One simple, convenient and inexpensive safeguard that every family can use is thermometers. The range of essential kitchen instruments includes refrigerator/freezer thermometers for storage, oven thermometers to achieve the right cooking temperature and, most important of all, meat and instant-read thermometers to verify the internal temperature of foods before serving.
Recommended minimum times and temperatures:
- Beef, veal and lamb 160°F for at least 10 seconds. Some authorities accept minimum temperatures of as low as 145°F (between rare and medium-rare), but these red meats must be kept at that temperature for a minute or more for safety.
- Poultry that's been cut into pieces should be cooked to an internal temperature of 170°F; use 180°F for whole birds.
- Pork may be eaten after reaching an internal temperature of 160°F. In some cases, this means pork may appear slightly pink. That's acceptable with today's pork if the proper cooking temperature has been reached.
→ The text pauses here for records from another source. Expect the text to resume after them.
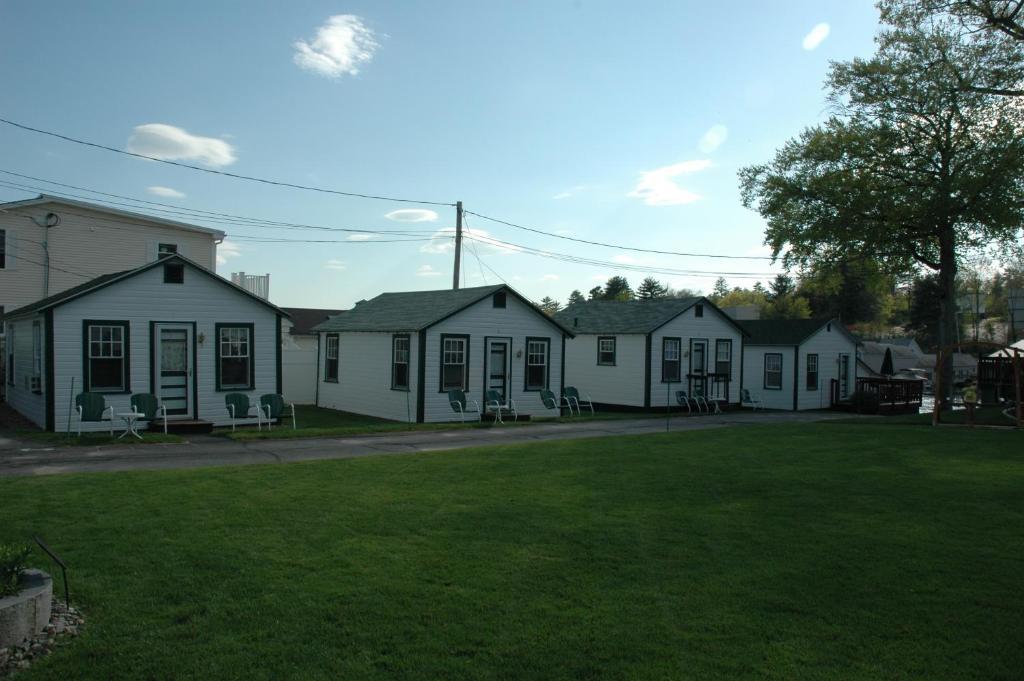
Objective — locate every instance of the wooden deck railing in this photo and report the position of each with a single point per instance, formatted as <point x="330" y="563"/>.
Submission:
<point x="892" y="392"/>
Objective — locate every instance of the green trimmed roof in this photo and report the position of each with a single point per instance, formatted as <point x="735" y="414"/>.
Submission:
<point x="105" y="280"/>
<point x="413" y="310"/>
<point x="784" y="332"/>
<point x="623" y="316"/>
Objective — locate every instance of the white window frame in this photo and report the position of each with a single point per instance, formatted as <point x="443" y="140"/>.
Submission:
<point x="773" y="372"/>
<point x="532" y="354"/>
<point x="454" y="347"/>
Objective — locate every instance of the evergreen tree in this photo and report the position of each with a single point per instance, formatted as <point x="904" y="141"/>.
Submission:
<point x="650" y="289"/>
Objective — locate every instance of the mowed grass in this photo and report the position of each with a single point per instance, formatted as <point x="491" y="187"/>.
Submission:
<point x="769" y="552"/>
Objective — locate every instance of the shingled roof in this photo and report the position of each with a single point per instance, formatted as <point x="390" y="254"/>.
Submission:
<point x="785" y="332"/>
<point x="107" y="280"/>
<point x="415" y="310"/>
<point x="304" y="318"/>
<point x="625" y="316"/>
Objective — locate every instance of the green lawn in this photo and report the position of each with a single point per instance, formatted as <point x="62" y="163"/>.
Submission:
<point x="770" y="552"/>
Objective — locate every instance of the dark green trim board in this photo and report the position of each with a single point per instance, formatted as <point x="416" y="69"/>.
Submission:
<point x="679" y="378"/>
<point x="614" y="350"/>
<point x="126" y="342"/>
<point x="252" y="353"/>
<point x="440" y="363"/>
<point x="796" y="376"/>
<point x="278" y="360"/>
<point x="781" y="371"/>
<point x="484" y="374"/>
<point x="155" y="360"/>
<point x="547" y="362"/>
<point x="50" y="374"/>
<point x="421" y="375"/>
<point x="409" y="362"/>
<point x="561" y="377"/>
<point x="337" y="369"/>
<point x="646" y="372"/>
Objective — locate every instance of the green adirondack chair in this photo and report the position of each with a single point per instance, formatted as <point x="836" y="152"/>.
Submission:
<point x="460" y="405"/>
<point x="91" y="408"/>
<point x="241" y="409"/>
<point x="147" y="405"/>
<point x="273" y="408"/>
<point x="493" y="400"/>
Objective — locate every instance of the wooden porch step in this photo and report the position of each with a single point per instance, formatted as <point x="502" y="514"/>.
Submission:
<point x="183" y="427"/>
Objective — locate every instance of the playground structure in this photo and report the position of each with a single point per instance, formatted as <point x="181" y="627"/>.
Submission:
<point x="998" y="378"/>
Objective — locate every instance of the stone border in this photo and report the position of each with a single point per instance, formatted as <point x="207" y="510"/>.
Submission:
<point x="65" y="625"/>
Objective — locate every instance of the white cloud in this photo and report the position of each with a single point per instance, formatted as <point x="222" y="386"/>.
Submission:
<point x="427" y="270"/>
<point x="442" y="241"/>
<point x="657" y="186"/>
<point x="165" y="192"/>
<point x="341" y="46"/>
<point x="225" y="250"/>
<point x="413" y="215"/>
<point x="170" y="143"/>
<point x="816" y="36"/>
<point x="572" y="190"/>
<point x="712" y="139"/>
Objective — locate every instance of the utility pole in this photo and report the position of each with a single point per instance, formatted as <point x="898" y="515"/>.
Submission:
<point x="458" y="245"/>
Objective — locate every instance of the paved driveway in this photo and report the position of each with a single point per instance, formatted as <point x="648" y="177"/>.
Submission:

- Fish should be cooked until its flesh is opaque and flakes easily when tested with a fork at its thickest part. Its internal temperature should be at least 145°F.
- Always reheat cooked foods to a temperature of 165°F. Maintain hot, cooked foods in a buffet at 140°F or higher, and keep cold buffet items at 40°F or lower.
Thermometer tips from Taylor
Food safety authorities agree — the best defense against food-borne bacteria is to store and cook foods properly, using kitchen thermometers to ensure the proper temperatures. Top-quality kitchen thermometers, such as those made by Taylor, are widely available, inexpensive and easy to use — the best investment you can make in food safety for your family. Thermometers take the guesswork out of safe food preparation if you know about their uses and differences.
How To Use An Instant Read Thermometer
An Instant Read Thermometer is used to check the temperature of steaks, burgers, meatloaves and roasts. It is not ovenproof so it cannot be left in the oven during cooking, but once inserted the temperature registers in seconds.
- Remove beef from oven, broiler or other heat source near the end of the cooking time suggested in the recipe.
- For large cuts, insert thermometer into center of thickest part without touching bone or fat. For burgers and steaks, insert thermometer horizontally. Always insert thermometer past the indentation on the stem.
- Check the temperature when the needle stops moving. Remove the thermometer, return beef to oven or heat source if additional cooking is required to reach the desired internal temperature.